« Une « bonne école » […] est d’abord nourrie de gens engagés, capables d’identifier l’en- semble des problèmes sociaux et politiques qui font obstacle aux progrès des élèves et de la société, et surtout capables de lutter pour améliorer ces conditions sans lesquelles les efforts pédagogiques finissent pas s’effriter ».
Cette « bonne école », celle à laquelle aspire Véronique Decker, c’est une école populaire et engagée. C’est un lieu dans lequel les pratiques pédagogiques ne suffisent pas et qui nécessite par conséquent l’implication sociale et politique de ces agents. Il s’agit d’une école dans laquelle chacun-e prend conscience que nous ne sommes pas seulement des enseignant-e-s en classe. Chaque acteur-trice de l’éducation : les profs et les parents, l’État et les associations, sans oublier les élèves travaillent pour comprendre pourquoi l’école est en échec et ce qu’il convient de faire pour l’émancipation de toutes et tous.

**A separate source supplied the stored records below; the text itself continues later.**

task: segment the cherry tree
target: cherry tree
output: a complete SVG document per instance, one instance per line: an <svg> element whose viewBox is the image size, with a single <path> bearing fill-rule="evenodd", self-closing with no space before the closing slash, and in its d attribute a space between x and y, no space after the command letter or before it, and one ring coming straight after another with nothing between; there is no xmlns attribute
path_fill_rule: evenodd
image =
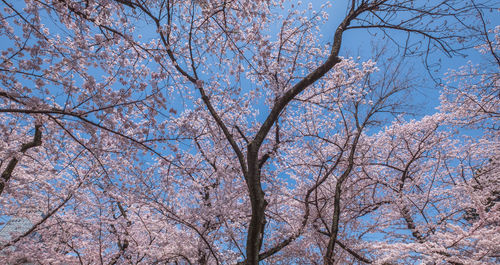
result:
<svg viewBox="0 0 500 265"><path fill-rule="evenodd" d="M450 70L439 112L374 135L364 174L383 197L365 231L390 239L361 243L375 263L498 262L497 28L476 47L491 64Z"/></svg>
<svg viewBox="0 0 500 265"><path fill-rule="evenodd" d="M498 258L494 2L1 3L2 262ZM408 120L405 58L471 46L497 64Z"/></svg>

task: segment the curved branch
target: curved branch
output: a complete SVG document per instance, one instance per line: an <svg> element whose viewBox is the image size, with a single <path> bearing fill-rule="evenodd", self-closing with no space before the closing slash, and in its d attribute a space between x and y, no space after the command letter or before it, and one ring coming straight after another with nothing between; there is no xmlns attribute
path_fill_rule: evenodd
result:
<svg viewBox="0 0 500 265"><path fill-rule="evenodd" d="M40 129L41 127L42 125L35 125L35 135L33 137L33 141L23 144L20 150L21 153L24 154L26 151L28 151L28 149L42 145L42 131ZM16 157L13 157L9 161L9 164L7 164L5 170L2 172L2 178L0 179L0 195L3 192L5 185L12 177L12 173L16 168L18 162L19 160Z"/></svg>

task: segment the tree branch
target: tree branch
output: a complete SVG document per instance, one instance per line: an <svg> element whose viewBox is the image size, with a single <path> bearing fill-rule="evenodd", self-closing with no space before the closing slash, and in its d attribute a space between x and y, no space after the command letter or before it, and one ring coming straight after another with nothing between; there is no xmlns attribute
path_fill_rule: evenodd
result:
<svg viewBox="0 0 500 265"><path fill-rule="evenodd" d="M40 129L41 127L42 125L35 125L35 135L33 136L33 141L23 144L20 150L21 153L24 154L26 151L28 151L28 149L42 145L42 131ZM9 164L7 164L5 170L2 172L2 178L0 179L0 195L2 194L7 182L12 177L12 173L14 172L14 169L16 168L18 162L19 160L16 157L13 157L9 161Z"/></svg>

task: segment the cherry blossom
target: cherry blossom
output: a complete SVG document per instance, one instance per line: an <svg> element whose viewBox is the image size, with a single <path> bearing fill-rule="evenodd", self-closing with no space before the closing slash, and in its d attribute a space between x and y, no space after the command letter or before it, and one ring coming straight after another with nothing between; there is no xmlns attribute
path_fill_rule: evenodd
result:
<svg viewBox="0 0 500 265"><path fill-rule="evenodd" d="M498 262L491 6L1 0L0 263Z"/></svg>

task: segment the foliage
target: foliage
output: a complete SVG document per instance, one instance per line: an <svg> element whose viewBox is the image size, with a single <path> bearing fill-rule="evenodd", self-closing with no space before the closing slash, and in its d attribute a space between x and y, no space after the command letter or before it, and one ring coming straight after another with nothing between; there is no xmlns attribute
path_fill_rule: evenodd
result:
<svg viewBox="0 0 500 265"><path fill-rule="evenodd" d="M498 3L1 3L1 263L498 262Z"/></svg>

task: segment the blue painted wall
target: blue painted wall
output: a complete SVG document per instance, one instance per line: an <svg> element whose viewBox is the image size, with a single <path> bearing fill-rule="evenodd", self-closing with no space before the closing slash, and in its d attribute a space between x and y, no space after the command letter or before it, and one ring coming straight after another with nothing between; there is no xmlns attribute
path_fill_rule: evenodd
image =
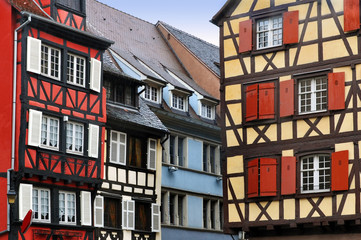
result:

Après Trop classe ! paru en 2015, Véronique Decker propose, dans cette nouvelle compilation d’anecdotes faussement naïves, un panorama diachronique toujours saisissant de l’enseignement en Seine Saint-Denis. Elle réussit à rendre universelles les situations quotidiennes d’une école de Bobigny qui ne le sont pourtant pas, et cela avec une vive acuité politique. Quand l’auteure nous parle du prétendu défaut des parents face au suivi de leurs enfants, c’est pour mieux dénoncer la précarité généralisée des classes populaires produite par le système économique. Quand elle parle de l’organisation d’une classe de neige c’est pour mieux démontrer qu’il ne s’agit pas de vacances supplémentaires pour fonctionnaires en mal d’air pur, mais bien d’un engagement important non rémunéré en heure supplémentaire. Il s’agit donc toujours pour elle de déconstruire les préjugés et les idées reçues prétendument de bon sens pour mieux rapprocher celles et ceux qui doivent faire réussir l’École.
Ce court livre pourrait parfois apparaître comme un riche bilan de carrière au service des élèves de Bobigny et d’ailleurs, mais c’est aussi une ligne de perspective au pré- sent et à venir pour tous et toutes les enseignant-e-s. Ce texte est à la fois lucide sur les batailles que nous avons perdues et très clair sur celles que nous devons mener et gagner pour retrouver le seul bon chemin selon Véronique Decker : « celui d’une école émancipatrice, dont le résultat ne soit pas la bienveillance mais l’apprentissage de l’action citoyenne dans toutes les dimensions du combat social :
la justice, l’équité, la solidarité entre tous ».